TriCity Potters’ meeting last night

Last night’s meeting of TriCity Potters was a happy evening. There was a good turnout, some new members, lots of conversation, good cookies and coffee. Over 70 bowls were brought and donated to Coquitlam Gogos. Many more, including my paltry 7 will be added to that total. Hannah Diamond was delighted with the number, quality and size of the bowls. Several of us bought tickets at $35 each to attend the evening event on March 8th so we’ll bring home a bowl as well! The bowl filled with soup, some yummy bread, a napkin, live music and the opportunity to bid on silent auction items all come with the ticket. This local initiative, like so many other Empty Bowl parties, will benefit a charity. In this case all money raised will be sent by Coquitlam Gogos to the Stephen Lewis Foundation in support of African grandmothers raising their AIDS-orphaned grandchildren.

After we’d taken coffee and had a good chance to catch up on each other’s clay adventures we were given a very well organized power point presentation by 5 members who had travelled together to China last October.
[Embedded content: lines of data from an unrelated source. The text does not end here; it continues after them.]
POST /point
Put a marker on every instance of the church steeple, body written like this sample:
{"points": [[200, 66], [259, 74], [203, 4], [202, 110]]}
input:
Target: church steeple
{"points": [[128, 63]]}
Grace Siu had initiated the tour and she was joined by Kay Bonathan, Eliza Wang, Carlene Akester and Hannah Chan. Details on their travels will be available on the TCP website shortly.

http://www.tricitypotters.ca/hot3.html

Eliza’s daughter Audrey had assembled the photos and Kay was the primary spokesperson. Their travels were most interesting but I was intrigued with two-week Residency in JingdeZhen. I really would have liked to join them. Certainly the fact that  three of them are able to communicate in Mandarin was incredibly helpful. They stayed in the Residency accomodation and ate there. They chose workshops (just for the 5 of them) on underglaze and overglaze painting, mould-making, brush-making, pouring slip into said moulds, porcelain flower-making and porcelain carving. They each had a studio space and learnt lots but partly because of the short time and also the limit on luggage weight within China they weren’t able to bring much work home with them. Visits to huge kilns, seeing enormous (3-storey high!) porcelain vases, choosing Ming shards at a market, eating really cheap but excellent local food and then travelling to beautiful parks and historic towns nearby made the whole experience something unforgettable.

Thank you Kay, Eliza, Grace, Hannah and Carlene for sharing your great adventure. And thanks to all the members who have so generously made and donated excellent bowls for a good cause.

Gillian McMillan

Gillian writes blogs about ceramics in and around Vancouver and sometimes talks about other Art, her garden, travels and family.

This Post Has One Comment

  1. Gillian McMillan

    Linda, apparently you just click on ‘No comments’ to open the ‘Leave a comment’ space. First time commenters have to have me approve their words but you’ve done it before.
    I’d love to know when people read this. I think it’s mainly TriCity Potters.